Who Are the Baptists?

To answer this, we must go back to the 'Good News', the 'gospel'. In essence, Paul says (Philippians 2:10-11), the 'Good News' is that 'JESUS CHRIST IS LORD' That's where Baptists start their thinking. This isn't just an abstract doctrine it's very practical indeed. It means that He's our Master, our King. We are His obedient servants, His subjects, who do what He commands. He is the ultimate authority for all thinking and acting.
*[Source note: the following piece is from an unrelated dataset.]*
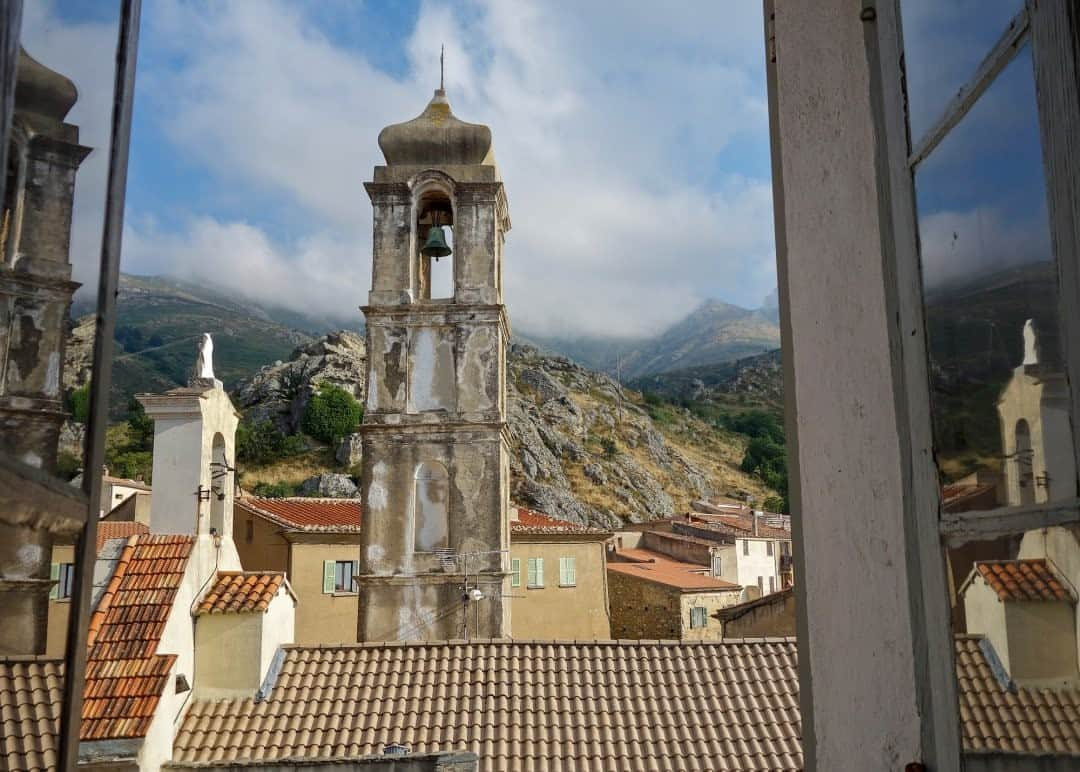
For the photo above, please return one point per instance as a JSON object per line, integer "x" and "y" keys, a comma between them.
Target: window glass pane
{"x": 943, "y": 44}
{"x": 1013, "y": 601}
{"x": 997, "y": 369}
He is God the Son, through whom everything came into being, and before whom everyone will ultimately 'fall on their knees'. Jesus Christ is Lord or 'Head' of the Church, His Body, So Christians are people who both individually and collectively, are constantly asking; 'What does our Lord want us to believe, and what does He want us to do?' This leads us to the Bible, in which the mind of Christ is revealed. The Bible is God's Word, His authoritative guide for our faith and practice. It is the inspired and trustworthy record of the mighty acts of God in the history of His people Israel and. fulfilled in the life, teachings, and saving work of Christ. So Baptists are encouraged to be keen 'Bible people', seeking with an open and reverent mind to understand what God is saying to us today. Sometimes we won't find specific answers to all our modern problems there, but we'll always find God's guiding principles. The greatest principle, or commandment, said Jesus, is to 'Love the Lord your God with all your heart, with all your soul, with all your mind, and with all your strength'. And the second greatest: 'Love your neighbor as you love yourself'. For Baptists, then, God alone is the sovereign Lord. They have always tried to follow the apostolic principle: 'We must obey God rather than men'. Baptists reject doctrines or practices which either contradict or are not in harmony with Christ's will revealed in the Bible. They have simply believed that most of the differences between churches would be resolved if apostolic principles and practices were held in their true scriptural relationship with one another. And so, for just about every question we reply with another: 'What does the Bible say?'

But I hasten to add two things. First, this doesn't mean Baptists arrogantly believe they are the only ones who are right. No one (except God alone) has 'a monopoly on the truth'. We are humble fellow-learners with others who also submit to the truth of Scripture. And 'God has yet more light and truth to break forth from His holy Word'. A Baptist says, with love, to another Christian: 'You are my brother/sister, not because we happen to agree on everything, but because we are both God's children'. Secondly Baptists have produced written 'confessions' but never written 'creeds'. Creeds become 'locked into' the particular questions of one historical era, and later Christians may be asking some different questions. Further, creeds tend to make people 'exclusive' if you don't dot all the i's and cross all the t's you're not acceptable. Baptists aim rather to be inclusive: our bond is simply our common relationship to Jesus Christ.